完成当初は「税金のムダ遣い」などと批判されたが、町は建設費を大きく上回る6億円の経済効果があったと発表し、驚きが広がった。前評判を覆す“大逆転劇”はなぜ起きたのか。関係者に話を聞くと「イカの町」の再興を信じて進み続けた、町職員や地元企業の執念が見えてきた。

 「批判する人にもしっかり説明すれば、必ず理解してもらえると思った」

 こう話すのは、能登町ふるさと振興課の下谷内(しもやち)哲次・課長補佐。批判が高まる中でも「ぶれずに進めてきた」と振り返る。

 能登半島の先端近くに位置し、約1万5600人が暮らす能登町。
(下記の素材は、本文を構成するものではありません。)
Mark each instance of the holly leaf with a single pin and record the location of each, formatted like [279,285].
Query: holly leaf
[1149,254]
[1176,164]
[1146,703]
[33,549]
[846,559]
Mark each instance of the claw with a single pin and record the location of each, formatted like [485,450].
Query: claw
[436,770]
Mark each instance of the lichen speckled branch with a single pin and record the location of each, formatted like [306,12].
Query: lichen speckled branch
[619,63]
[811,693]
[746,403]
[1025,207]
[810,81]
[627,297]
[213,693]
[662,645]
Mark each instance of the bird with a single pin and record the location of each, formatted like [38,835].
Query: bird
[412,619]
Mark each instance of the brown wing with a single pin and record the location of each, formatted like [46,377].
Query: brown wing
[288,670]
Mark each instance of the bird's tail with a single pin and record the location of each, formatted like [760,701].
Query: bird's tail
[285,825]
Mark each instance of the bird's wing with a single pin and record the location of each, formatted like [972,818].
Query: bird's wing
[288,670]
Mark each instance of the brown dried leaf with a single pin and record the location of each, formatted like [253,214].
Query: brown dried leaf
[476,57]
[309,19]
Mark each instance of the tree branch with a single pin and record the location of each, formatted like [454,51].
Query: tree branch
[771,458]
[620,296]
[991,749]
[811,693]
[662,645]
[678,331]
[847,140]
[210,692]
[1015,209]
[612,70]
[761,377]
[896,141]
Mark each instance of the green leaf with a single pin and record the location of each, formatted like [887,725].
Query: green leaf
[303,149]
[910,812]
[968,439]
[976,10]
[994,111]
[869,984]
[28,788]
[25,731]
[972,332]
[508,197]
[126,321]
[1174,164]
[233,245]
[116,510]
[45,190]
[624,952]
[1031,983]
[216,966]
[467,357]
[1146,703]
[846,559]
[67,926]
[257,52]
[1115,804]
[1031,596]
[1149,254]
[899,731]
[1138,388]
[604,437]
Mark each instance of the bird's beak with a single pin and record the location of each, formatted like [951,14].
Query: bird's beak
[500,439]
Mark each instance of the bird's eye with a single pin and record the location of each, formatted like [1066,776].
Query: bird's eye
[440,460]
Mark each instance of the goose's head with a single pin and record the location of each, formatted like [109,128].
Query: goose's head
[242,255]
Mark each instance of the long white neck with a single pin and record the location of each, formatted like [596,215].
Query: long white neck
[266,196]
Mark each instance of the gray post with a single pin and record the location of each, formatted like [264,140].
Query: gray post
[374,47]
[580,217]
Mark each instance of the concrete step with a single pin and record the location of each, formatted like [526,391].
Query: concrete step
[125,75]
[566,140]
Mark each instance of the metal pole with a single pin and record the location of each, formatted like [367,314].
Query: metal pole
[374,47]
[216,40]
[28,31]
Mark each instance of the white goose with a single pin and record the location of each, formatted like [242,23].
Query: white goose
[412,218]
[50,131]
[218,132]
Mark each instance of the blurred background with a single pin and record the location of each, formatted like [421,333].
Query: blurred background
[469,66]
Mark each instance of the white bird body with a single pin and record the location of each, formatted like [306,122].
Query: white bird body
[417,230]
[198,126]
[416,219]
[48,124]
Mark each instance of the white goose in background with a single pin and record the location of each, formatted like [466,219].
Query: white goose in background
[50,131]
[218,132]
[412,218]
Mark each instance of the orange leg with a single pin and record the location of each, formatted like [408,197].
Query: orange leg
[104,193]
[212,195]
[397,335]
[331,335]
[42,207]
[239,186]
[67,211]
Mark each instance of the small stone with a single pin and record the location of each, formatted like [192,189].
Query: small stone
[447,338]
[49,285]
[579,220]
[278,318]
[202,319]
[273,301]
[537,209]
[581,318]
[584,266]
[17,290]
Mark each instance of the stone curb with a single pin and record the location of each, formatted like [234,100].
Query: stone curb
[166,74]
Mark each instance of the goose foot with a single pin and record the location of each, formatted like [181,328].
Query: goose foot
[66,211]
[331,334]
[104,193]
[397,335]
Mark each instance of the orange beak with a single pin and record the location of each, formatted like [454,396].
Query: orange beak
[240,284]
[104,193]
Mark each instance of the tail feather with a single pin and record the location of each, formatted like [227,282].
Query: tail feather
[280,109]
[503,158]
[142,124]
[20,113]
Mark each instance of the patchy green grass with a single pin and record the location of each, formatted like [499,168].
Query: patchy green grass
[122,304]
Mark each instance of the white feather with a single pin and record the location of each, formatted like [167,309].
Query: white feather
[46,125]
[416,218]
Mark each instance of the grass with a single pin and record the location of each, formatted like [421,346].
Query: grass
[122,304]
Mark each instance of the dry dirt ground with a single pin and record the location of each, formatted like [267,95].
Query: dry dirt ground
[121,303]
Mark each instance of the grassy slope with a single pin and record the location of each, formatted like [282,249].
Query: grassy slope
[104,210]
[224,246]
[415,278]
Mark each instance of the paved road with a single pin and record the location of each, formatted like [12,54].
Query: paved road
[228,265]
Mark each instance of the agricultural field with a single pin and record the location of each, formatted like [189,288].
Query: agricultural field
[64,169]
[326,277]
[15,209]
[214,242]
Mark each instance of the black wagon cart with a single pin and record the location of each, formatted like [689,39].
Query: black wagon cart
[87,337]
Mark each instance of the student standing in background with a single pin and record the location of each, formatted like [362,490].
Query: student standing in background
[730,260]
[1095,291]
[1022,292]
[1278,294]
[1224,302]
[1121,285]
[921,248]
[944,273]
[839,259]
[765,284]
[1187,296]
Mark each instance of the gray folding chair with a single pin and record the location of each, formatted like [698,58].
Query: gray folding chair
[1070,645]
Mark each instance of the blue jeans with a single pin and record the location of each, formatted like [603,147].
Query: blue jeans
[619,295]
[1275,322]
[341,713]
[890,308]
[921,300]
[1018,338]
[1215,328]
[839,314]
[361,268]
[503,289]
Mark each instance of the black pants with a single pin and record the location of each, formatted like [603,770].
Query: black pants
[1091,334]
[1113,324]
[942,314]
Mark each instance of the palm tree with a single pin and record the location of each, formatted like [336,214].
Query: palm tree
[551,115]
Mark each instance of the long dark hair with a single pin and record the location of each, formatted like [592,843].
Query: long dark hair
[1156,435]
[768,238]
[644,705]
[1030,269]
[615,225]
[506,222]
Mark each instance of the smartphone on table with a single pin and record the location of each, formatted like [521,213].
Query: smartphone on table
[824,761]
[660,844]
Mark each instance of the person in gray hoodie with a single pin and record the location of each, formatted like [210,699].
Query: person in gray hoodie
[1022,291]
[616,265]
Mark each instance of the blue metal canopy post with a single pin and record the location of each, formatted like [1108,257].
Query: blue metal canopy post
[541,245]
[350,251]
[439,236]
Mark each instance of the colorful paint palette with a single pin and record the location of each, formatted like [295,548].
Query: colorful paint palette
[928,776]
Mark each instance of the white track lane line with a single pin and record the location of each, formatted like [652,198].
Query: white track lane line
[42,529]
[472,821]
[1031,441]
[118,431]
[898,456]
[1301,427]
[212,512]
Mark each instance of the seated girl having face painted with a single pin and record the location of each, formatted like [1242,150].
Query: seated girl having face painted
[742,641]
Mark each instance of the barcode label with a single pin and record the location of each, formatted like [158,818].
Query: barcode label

北海道の函館、青森県の八戸と並び、スルメイカの日本3大漁港として知られる。

 イカキングは全長13メートル、高さ4メートルで、繊維強化プラスチック(FRP)でできた巨大モニュメントだ。2020年10月から製作を開始し、21年4月に完成。名称は町が愛称を募集し、「いかまる」や「つくも大王」など、集まった909件の中から選ばれた。

 町には20年6月、「イカのまち」をアピールするため、レストランや物産販売コーナーを備えた観光交流施設「イカの駅つくモール」がオープン。しかしその後、コロナ禍で観光客は減少し、イカ漁も大きな打撃を受けた。

 窮状を救うべく、町の知名度アップと人を呼び込む目玉として計画したのが、国の新型コロナ対応の臨時交付金(コロナ交付金)を活用したイカの巨大モニュメントの製作だった。